« Somnole », un solo singulier et touchant de Boris Charmatz
Le CENTQUATRE-PARIS / Chorégraphie et interprétation Boris Charmatz
Publié le 22 janvier 2024 - N° 318Adepte de grandes formes intégrant volontiers des amateurs, Boris Charmatz a créé lors du Festival NEXT 2021 Somnole, un solo singulier et touchant, où ensemble son corps danse et sa bouche siffle. Une partition impressionnante de maîtrise et de subtilité.
Pourquoi ce titre de Somnole, qui semble a priori indiquer un état de torpeur ? Boris Charmatz l’explique : « Ce que j’aime avec l’idée de somnolence, c’est le spectacle mental qu’elle recèle. Bouger peu, mais tout en bougeant follement dans sa tête. » Et en effet, Somnole reflète remarquablement cette agitation intérieure qui s’invite entre veille et sommeil, d’autant plus intense et aiguisée que le solo a été conçu dans la solitude du confinement de 2020. Ce tumulte paradoxal, tout en sensations contrastées, révèle de manière aiguë les contraintes liées à l’isolement autant que les désirs d’aller vers l’autre, vers les possibles qu’offre l’ailleurs. Pour l’artiste, singulièrement, le désir s’impose de retrouver la scène, le regard des spectateurs, le partage avec le public. Les bras tendus vers le ciel, torse nu, ceint d’une jupe qui pourrait évoquer la sincérité de l’enfance, Boris Charmatz s’avance lentement, pieds nus, de dos. Il bouge d’abord de manière assez neutre, avant d’enclencher la rêverie, dont l’amplitude et les impacts vont crescendo au fil de la représentation. Il offre ainsi une danse de somnambule, non linéaire, profonde et intime.
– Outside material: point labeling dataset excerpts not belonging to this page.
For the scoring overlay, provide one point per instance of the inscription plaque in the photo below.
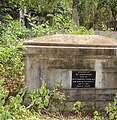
(83, 79)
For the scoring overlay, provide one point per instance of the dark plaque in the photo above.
(83, 79)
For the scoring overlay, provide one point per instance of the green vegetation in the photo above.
(15, 101)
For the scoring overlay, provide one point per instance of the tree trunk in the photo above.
(75, 17)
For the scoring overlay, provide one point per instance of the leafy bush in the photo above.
(24, 104)
(111, 110)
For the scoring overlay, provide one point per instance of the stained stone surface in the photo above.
(53, 58)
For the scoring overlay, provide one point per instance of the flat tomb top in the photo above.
(72, 40)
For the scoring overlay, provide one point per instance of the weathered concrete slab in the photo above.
(54, 58)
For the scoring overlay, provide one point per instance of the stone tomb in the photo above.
(85, 65)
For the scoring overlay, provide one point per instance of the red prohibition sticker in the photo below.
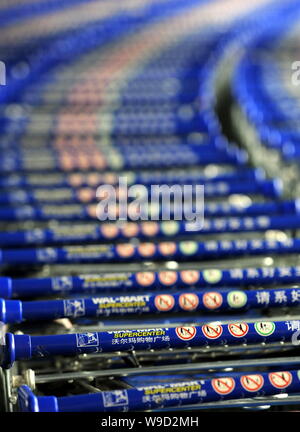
(167, 277)
(145, 278)
(130, 229)
(125, 250)
(109, 230)
(212, 331)
(190, 277)
(280, 380)
(223, 386)
(238, 329)
(252, 383)
(186, 333)
(150, 228)
(188, 301)
(167, 248)
(164, 302)
(146, 249)
(212, 300)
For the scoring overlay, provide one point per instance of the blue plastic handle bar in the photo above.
(116, 282)
(14, 311)
(183, 250)
(156, 177)
(168, 394)
(267, 188)
(25, 347)
(80, 212)
(162, 230)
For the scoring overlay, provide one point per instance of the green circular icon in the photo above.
(264, 328)
(188, 247)
(170, 227)
(237, 299)
(212, 275)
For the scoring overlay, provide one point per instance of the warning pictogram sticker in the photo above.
(212, 300)
(238, 329)
(190, 276)
(280, 380)
(212, 276)
(125, 250)
(188, 301)
(164, 302)
(223, 386)
(186, 333)
(252, 383)
(145, 278)
(264, 328)
(167, 248)
(167, 277)
(146, 249)
(237, 299)
(109, 230)
(212, 331)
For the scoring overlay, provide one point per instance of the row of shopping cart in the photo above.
(107, 313)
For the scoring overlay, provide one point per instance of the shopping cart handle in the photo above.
(200, 302)
(25, 347)
(29, 402)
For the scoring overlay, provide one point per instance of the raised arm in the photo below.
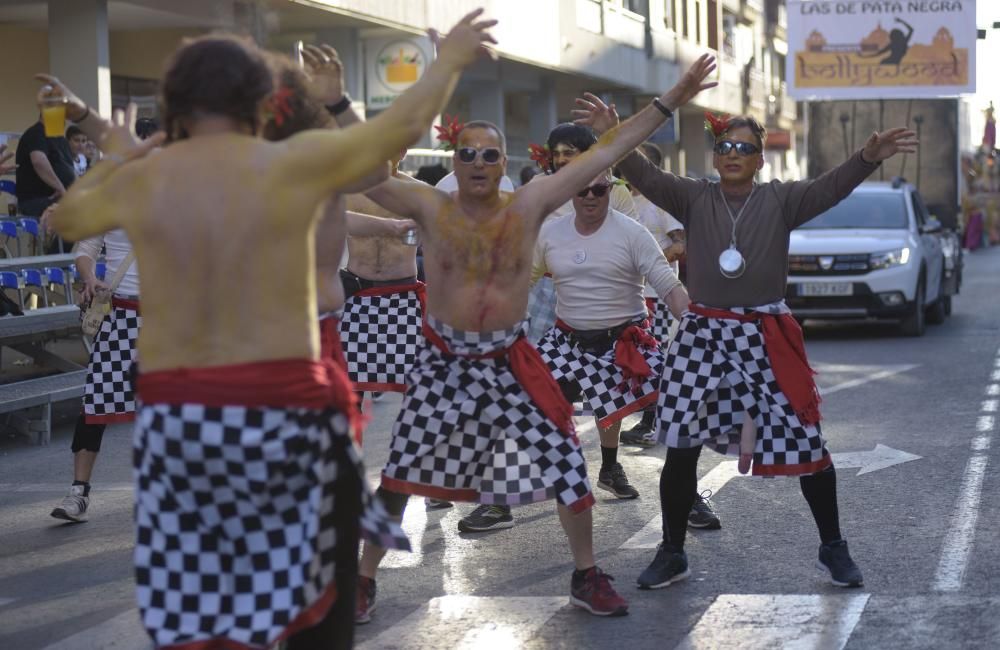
(99, 200)
(542, 195)
(806, 199)
(326, 80)
(324, 162)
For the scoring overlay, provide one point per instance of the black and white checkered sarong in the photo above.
(660, 320)
(468, 431)
(714, 371)
(108, 395)
(239, 514)
(381, 330)
(601, 382)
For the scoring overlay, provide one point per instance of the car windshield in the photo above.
(867, 210)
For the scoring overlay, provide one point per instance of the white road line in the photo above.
(962, 529)
(123, 632)
(776, 621)
(469, 622)
(875, 376)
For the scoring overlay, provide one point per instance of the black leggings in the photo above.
(87, 437)
(336, 630)
(679, 482)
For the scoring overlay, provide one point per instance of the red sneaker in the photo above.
(366, 600)
(593, 592)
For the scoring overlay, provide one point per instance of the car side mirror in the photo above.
(931, 226)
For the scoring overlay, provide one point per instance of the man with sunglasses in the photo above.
(483, 419)
(600, 348)
(738, 360)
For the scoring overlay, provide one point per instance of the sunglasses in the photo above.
(597, 189)
(468, 155)
(742, 148)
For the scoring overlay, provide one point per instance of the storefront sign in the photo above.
(881, 49)
(392, 65)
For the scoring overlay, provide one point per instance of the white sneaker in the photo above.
(73, 506)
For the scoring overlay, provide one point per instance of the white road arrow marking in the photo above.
(867, 461)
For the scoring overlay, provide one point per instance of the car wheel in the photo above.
(914, 323)
(937, 312)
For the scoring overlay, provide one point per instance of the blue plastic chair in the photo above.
(30, 226)
(11, 280)
(57, 277)
(34, 278)
(9, 230)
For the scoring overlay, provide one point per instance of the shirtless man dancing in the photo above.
(483, 419)
(250, 493)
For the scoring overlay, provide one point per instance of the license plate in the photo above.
(826, 289)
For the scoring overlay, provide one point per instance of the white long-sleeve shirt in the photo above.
(659, 222)
(116, 247)
(599, 277)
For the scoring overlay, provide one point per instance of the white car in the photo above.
(878, 254)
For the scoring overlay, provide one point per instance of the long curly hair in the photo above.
(216, 75)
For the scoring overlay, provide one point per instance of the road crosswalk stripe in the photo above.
(460, 622)
(752, 622)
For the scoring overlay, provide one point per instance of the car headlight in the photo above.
(889, 259)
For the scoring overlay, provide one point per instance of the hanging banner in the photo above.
(392, 65)
(881, 49)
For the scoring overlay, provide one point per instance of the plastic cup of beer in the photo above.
(54, 116)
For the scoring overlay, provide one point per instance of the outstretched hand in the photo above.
(120, 141)
(326, 72)
(692, 83)
(466, 40)
(593, 112)
(888, 143)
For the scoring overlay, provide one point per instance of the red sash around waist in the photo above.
(531, 372)
(285, 383)
(787, 353)
(628, 358)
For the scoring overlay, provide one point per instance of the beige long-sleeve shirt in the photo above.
(762, 233)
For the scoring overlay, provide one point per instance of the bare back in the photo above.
(478, 268)
(226, 256)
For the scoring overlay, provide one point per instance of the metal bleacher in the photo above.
(27, 402)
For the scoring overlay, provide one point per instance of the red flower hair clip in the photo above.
(280, 105)
(448, 134)
(541, 155)
(717, 124)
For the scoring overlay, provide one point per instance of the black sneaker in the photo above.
(641, 435)
(666, 568)
(702, 514)
(486, 517)
(834, 558)
(613, 480)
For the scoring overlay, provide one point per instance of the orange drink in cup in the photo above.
(54, 116)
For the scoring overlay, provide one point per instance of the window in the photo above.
(713, 24)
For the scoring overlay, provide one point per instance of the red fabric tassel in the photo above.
(786, 351)
(531, 372)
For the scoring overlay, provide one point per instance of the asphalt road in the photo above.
(913, 508)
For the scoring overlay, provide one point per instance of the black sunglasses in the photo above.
(742, 148)
(491, 155)
(597, 189)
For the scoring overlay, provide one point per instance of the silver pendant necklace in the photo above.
(731, 262)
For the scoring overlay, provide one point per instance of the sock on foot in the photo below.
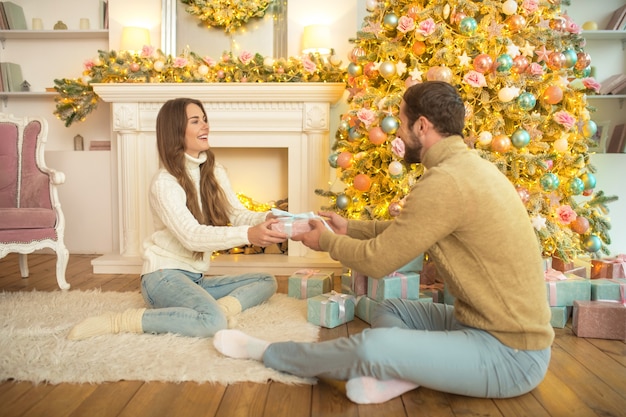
(368, 390)
(237, 344)
(108, 323)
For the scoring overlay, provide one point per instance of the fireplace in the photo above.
(293, 116)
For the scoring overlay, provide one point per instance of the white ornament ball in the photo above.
(509, 7)
(203, 70)
(484, 138)
(560, 145)
(395, 168)
(371, 5)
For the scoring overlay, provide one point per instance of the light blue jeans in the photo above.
(185, 303)
(422, 343)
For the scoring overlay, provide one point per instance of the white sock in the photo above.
(368, 390)
(237, 344)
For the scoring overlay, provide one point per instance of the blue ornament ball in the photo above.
(576, 186)
(332, 159)
(389, 124)
(589, 180)
(526, 101)
(342, 201)
(504, 63)
(549, 181)
(592, 243)
(520, 138)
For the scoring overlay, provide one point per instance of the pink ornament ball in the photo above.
(377, 136)
(344, 160)
(362, 182)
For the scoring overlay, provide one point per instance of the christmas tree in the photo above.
(522, 71)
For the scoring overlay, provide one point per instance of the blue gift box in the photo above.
(559, 316)
(308, 283)
(397, 285)
(331, 309)
(564, 290)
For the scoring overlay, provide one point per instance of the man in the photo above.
(495, 341)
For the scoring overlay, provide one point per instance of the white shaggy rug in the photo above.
(33, 344)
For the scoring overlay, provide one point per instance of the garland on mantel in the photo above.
(77, 99)
(227, 14)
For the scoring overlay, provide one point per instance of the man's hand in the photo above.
(311, 239)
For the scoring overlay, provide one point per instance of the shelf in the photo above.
(53, 34)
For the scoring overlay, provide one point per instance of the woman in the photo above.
(195, 213)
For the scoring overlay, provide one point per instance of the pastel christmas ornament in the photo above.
(387, 69)
(377, 135)
(520, 138)
(342, 201)
(501, 143)
(592, 243)
(549, 182)
(580, 225)
(482, 63)
(362, 182)
(389, 125)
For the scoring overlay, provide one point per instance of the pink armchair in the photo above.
(30, 212)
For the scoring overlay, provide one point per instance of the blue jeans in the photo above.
(185, 303)
(422, 343)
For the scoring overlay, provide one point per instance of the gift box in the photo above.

Une danse très particulière, reliée au sifflement qu’il émet en direct : cette production simultanée du son et du geste relève de la performance.
Rêverie intérieure et attention à l’altérité
Depuis l’enfance, Boris Charmatz sait siffler. Il rêvait même alors de composer pour un orchestre de siffleurs. Aujourd’hui, c’est une partition éminemment personnelle qu’il fabrique. Organiquement dépendante du souffle et des mélodies, la danse s’élève dans le même temps que le son, dans un équilibre ténu et fragile qui nécessite une extrême concentration. De Bach à Haendel, d’Ennio Morricone à Barbara, les ritournelles dessinent une mémoire plus ou moins nette constituant un imaginaire collectif. Alanguie ou frénétique, repliée ou déployée, tendre ou rageuse, la danse traverse toutes sortes d’états. Les mélodies n’écrasent en rien la danse, qui libère toute sa puissance expressive et intuitive. Tissé dans une forme retenue et maîtrisée, tricotant de subtiles transitions, le lien noué entre danse et musique impressionne. Somnolent certes, mais ô combien attentif…
Agnès Santi
A propos de l'événement
Somnoledu jeudi 8 février 2024 au samedi 10 février 2024
Le CENTQUATRE-PARIS
5 rue Curial, 75019 Paris
Les 8 et 9 février 2024 à 20h, le 10 à 16h.
Tél. : 01 53 35 50 00. Dans le cadre du Festival Les Singulier·es. Spectacle vu dans le cadre du Festival NEXT 2021 à l’Espace Pasolini à Valenciennes. Durée : 1h.